"I have been telling her that I love her!" answered Conrad simply. He felt that what he had listened to gave this woman a right to be answered.

"And what, I pray you, have princes of Holy Church to do with love? They seek after heavenly things, do they not? Like the angels, they neither marry nor are given in marriage."

"I know," said Conrad humbly, and without taking the least offence. "I know it well. But I have put off the armour I had not proven. The burden is too great for me. I am a soldier—I was trained a soldier—yet because I was born after my brother Louis, I must perforce become both priest and cardinal. Rather a thousand times would I be a man-at-arms and carry a pike!"

"Then am I to understand that as a soldier you told the Duchess Joan that you loved her, and that as a priest you forbade the banns? Or did you wholly forget the little circumstance that once on a time you yourself married her to your brother?"

"I did indeed forget," said Conrad, with sincere penitence; "yet you must not blame me too sorely. I was carried out of myself——"

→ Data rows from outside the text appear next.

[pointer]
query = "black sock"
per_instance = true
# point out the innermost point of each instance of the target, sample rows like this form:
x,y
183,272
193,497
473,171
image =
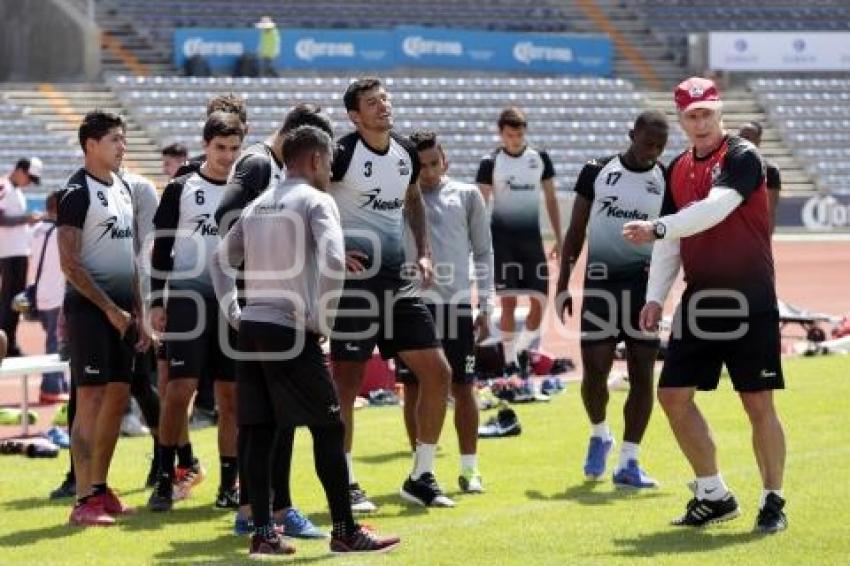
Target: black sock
x,y
155,462
241,450
281,465
329,456
166,459
185,458
258,439
229,470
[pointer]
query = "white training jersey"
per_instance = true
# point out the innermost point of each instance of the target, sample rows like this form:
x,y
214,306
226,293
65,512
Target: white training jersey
x,y
517,182
14,240
103,210
186,212
619,195
369,187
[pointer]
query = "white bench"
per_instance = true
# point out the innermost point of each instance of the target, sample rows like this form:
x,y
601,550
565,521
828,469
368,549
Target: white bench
x,y
25,366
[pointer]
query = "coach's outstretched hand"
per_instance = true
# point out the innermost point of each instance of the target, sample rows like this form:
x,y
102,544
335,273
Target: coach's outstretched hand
x,y
638,232
157,319
650,316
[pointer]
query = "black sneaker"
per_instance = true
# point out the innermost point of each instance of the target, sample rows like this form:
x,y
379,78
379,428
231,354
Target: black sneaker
x,y
702,512
359,501
771,518
362,540
162,498
425,491
227,498
68,488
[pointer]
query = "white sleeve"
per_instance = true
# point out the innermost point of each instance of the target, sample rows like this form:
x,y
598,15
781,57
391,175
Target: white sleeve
x,y
702,215
228,255
663,270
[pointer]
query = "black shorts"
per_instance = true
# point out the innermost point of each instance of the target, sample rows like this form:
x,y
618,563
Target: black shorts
x,y
752,359
393,321
610,311
98,354
519,264
202,355
296,391
455,329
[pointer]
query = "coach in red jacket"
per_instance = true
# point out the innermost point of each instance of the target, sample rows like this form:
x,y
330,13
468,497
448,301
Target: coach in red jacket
x,y
716,226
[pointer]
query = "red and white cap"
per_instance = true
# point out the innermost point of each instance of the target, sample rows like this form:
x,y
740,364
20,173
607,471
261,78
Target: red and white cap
x,y
697,92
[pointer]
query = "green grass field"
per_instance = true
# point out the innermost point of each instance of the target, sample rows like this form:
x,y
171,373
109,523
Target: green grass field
x,y
537,509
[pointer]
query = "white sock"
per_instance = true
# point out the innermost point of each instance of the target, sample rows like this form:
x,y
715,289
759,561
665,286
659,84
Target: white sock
x,y
509,346
628,451
468,462
529,340
600,430
712,488
350,465
765,493
423,462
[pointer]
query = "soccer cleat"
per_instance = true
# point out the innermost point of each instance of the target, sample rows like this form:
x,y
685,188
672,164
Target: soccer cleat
x,y
185,479
90,514
242,524
296,524
68,488
505,423
702,512
113,505
425,491
362,540
227,498
262,547
633,477
359,501
162,497
597,453
469,481
771,518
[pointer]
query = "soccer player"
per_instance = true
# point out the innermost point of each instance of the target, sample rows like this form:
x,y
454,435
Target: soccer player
x,y
186,236
95,223
173,157
458,226
716,226
375,185
15,236
513,177
751,131
258,168
292,228
609,192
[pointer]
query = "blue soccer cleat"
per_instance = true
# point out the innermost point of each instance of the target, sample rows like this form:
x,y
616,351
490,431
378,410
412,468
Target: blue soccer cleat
x,y
597,454
633,477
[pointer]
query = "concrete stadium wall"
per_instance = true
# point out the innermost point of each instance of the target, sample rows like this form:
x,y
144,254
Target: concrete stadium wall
x,y
47,41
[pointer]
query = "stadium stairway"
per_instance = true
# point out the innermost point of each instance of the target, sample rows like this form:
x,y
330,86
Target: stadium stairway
x,y
61,108
124,47
741,106
639,56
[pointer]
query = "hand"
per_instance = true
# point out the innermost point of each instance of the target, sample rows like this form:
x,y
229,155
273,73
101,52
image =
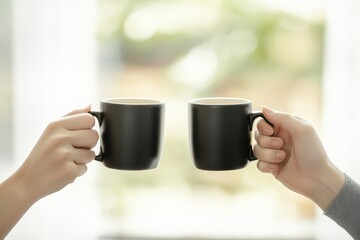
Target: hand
x,y
60,155
292,151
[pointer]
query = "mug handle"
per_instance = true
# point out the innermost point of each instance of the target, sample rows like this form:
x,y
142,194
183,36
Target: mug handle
x,y
254,116
98,116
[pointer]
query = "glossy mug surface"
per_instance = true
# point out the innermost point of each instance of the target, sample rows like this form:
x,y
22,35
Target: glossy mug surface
x,y
219,133
131,132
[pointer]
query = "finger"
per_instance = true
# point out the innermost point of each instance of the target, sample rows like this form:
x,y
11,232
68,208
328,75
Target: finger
x,y
80,170
80,110
266,167
268,142
269,155
265,128
82,156
289,122
78,121
87,138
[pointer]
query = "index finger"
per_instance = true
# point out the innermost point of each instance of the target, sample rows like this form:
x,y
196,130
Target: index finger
x,y
78,121
265,128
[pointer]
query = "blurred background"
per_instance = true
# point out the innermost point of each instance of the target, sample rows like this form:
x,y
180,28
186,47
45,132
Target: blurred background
x,y
294,56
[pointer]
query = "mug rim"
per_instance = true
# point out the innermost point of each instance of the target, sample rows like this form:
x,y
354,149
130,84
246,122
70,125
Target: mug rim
x,y
131,101
219,101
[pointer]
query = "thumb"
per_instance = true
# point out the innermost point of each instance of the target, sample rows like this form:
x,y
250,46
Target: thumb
x,y
78,111
284,120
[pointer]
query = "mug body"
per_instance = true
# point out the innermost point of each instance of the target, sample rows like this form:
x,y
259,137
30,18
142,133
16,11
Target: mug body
x,y
131,133
219,133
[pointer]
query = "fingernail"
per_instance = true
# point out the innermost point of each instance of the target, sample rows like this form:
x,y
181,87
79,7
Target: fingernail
x,y
276,143
280,155
268,110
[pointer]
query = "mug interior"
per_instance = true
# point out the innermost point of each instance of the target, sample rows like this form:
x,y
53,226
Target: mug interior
x,y
132,101
219,101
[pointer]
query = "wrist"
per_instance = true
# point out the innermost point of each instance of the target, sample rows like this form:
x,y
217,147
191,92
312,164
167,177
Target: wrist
x,y
22,188
327,187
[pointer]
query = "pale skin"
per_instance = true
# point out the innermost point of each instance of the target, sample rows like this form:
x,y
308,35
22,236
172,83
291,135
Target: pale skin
x,y
57,159
292,152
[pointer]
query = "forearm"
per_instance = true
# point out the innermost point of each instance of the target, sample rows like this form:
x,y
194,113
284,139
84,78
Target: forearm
x,y
14,202
328,185
344,210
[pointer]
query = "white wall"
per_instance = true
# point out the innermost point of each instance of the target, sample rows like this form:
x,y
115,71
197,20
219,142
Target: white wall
x,y
341,99
54,72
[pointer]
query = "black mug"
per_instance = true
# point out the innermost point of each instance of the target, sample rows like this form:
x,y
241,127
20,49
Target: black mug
x,y
131,132
219,132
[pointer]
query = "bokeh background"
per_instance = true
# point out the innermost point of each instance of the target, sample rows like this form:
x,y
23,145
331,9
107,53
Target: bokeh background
x,y
56,56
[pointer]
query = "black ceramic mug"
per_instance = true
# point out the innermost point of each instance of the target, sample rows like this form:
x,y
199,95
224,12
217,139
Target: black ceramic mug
x,y
131,132
219,132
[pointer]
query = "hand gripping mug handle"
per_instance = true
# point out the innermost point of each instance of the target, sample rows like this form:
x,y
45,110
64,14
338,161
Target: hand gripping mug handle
x,y
98,116
254,116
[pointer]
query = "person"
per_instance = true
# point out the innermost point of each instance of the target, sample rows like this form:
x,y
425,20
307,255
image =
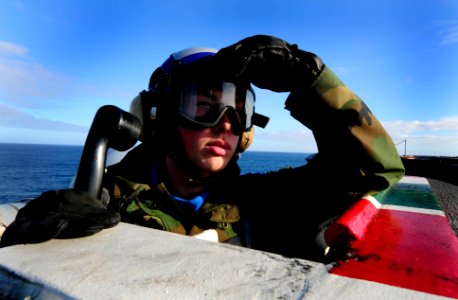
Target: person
x,y
198,116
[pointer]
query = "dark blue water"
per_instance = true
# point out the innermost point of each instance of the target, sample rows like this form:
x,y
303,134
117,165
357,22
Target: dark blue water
x,y
28,170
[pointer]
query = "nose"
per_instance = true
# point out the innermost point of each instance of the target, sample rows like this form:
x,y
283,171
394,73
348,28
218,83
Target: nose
x,y
223,125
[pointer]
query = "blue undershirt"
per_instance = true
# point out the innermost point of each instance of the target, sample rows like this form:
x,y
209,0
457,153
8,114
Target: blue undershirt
x,y
194,203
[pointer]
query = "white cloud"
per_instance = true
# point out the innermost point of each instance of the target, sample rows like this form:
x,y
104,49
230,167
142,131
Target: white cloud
x,y
436,137
7,49
10,117
448,30
410,127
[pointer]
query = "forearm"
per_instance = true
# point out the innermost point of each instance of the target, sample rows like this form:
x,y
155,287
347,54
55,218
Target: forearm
x,y
349,137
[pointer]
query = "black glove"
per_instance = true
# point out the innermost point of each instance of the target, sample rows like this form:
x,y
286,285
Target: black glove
x,y
270,63
58,214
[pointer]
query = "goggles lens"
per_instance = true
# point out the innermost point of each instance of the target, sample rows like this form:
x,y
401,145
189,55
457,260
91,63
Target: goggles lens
x,y
205,104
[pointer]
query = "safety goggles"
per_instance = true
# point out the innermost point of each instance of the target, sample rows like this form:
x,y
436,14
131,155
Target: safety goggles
x,y
203,105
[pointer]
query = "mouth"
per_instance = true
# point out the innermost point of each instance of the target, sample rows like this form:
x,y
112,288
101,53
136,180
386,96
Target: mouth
x,y
219,147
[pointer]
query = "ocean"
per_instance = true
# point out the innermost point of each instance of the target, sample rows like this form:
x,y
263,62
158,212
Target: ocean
x,y
27,170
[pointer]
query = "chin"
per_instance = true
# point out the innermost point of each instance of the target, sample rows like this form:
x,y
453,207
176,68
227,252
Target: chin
x,y
215,164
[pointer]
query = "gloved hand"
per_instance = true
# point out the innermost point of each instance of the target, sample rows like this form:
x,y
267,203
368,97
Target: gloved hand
x,y
270,63
58,214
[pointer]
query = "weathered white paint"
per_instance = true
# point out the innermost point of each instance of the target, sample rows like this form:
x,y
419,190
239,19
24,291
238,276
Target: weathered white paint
x,y
132,262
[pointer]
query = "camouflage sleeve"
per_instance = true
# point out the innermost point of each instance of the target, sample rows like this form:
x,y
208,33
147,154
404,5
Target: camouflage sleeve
x,y
354,148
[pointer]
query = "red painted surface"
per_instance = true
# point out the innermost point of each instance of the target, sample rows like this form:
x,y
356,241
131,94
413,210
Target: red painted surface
x,y
406,249
352,224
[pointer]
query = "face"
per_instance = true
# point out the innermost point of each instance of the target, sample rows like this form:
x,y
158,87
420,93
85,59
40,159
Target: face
x,y
210,149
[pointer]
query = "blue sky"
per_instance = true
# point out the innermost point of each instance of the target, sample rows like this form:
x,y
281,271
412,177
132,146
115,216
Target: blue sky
x,y
61,60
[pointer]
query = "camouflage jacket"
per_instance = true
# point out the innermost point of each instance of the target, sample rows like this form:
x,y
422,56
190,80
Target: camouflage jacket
x,y
282,209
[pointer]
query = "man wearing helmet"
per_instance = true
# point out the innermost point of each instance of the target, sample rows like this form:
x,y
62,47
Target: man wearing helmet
x,y
198,114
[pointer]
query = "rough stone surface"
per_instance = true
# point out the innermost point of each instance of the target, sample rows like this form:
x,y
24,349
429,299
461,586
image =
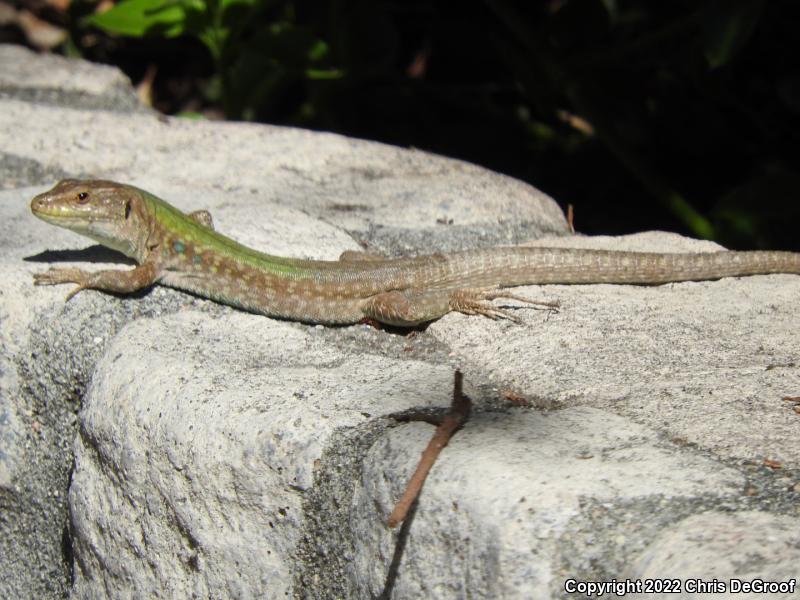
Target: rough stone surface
x,y
638,433
747,546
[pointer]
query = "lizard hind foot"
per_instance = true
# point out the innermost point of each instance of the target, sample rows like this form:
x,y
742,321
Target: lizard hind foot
x,y
479,302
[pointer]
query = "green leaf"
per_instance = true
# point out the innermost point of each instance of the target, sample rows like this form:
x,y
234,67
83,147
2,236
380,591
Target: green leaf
x,y
729,25
137,18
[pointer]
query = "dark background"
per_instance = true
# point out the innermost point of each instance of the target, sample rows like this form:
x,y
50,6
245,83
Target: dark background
x,y
679,115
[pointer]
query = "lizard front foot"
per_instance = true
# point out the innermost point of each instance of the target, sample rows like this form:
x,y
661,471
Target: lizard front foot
x,y
68,275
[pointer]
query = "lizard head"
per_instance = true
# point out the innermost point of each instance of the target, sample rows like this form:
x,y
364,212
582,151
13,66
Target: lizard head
x,y
108,212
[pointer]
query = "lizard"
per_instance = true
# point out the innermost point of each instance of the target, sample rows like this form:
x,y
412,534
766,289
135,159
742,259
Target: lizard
x,y
184,251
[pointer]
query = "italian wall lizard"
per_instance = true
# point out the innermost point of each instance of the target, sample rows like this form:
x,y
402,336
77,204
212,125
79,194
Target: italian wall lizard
x,y
184,251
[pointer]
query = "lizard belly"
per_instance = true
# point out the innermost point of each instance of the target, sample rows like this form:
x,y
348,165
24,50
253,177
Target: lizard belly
x,y
296,299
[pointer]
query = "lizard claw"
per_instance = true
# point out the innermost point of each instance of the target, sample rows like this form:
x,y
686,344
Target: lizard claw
x,y
58,276
478,302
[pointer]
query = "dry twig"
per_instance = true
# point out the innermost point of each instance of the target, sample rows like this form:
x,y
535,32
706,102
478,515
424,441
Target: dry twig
x,y
452,422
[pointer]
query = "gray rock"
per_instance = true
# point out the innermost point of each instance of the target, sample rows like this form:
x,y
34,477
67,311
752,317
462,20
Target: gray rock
x,y
222,454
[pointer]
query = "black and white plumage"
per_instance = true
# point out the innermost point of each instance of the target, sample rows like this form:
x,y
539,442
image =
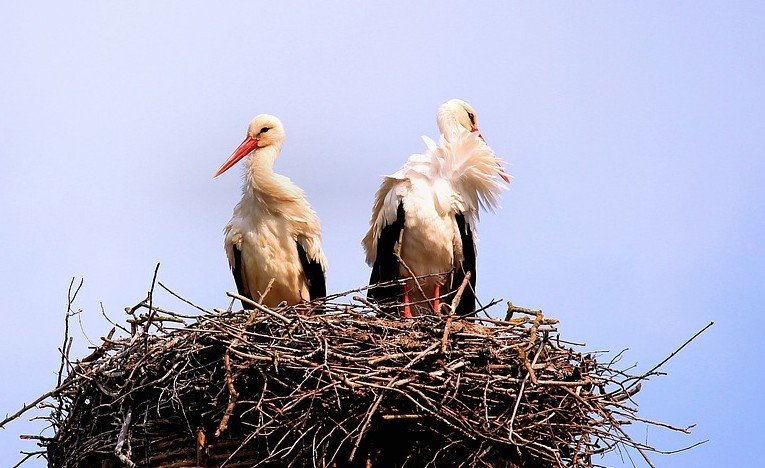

"The Duchess, then, rejected your suit with contumely?"

Conrad was silent.

"How should a great lady listen to her husband's brother—and he a priest?" Theresa went on remorseless. "What said the Lady Joan when you told her that you loved her?"

"The words she spoke I cannot repeat, but when she ended I set my lips to her garment's hem as reverently as ever to holy bread."

The slow smile came again over the face of Theresa von Lynar, the smile of a warworn veteran who watches the children at their drill.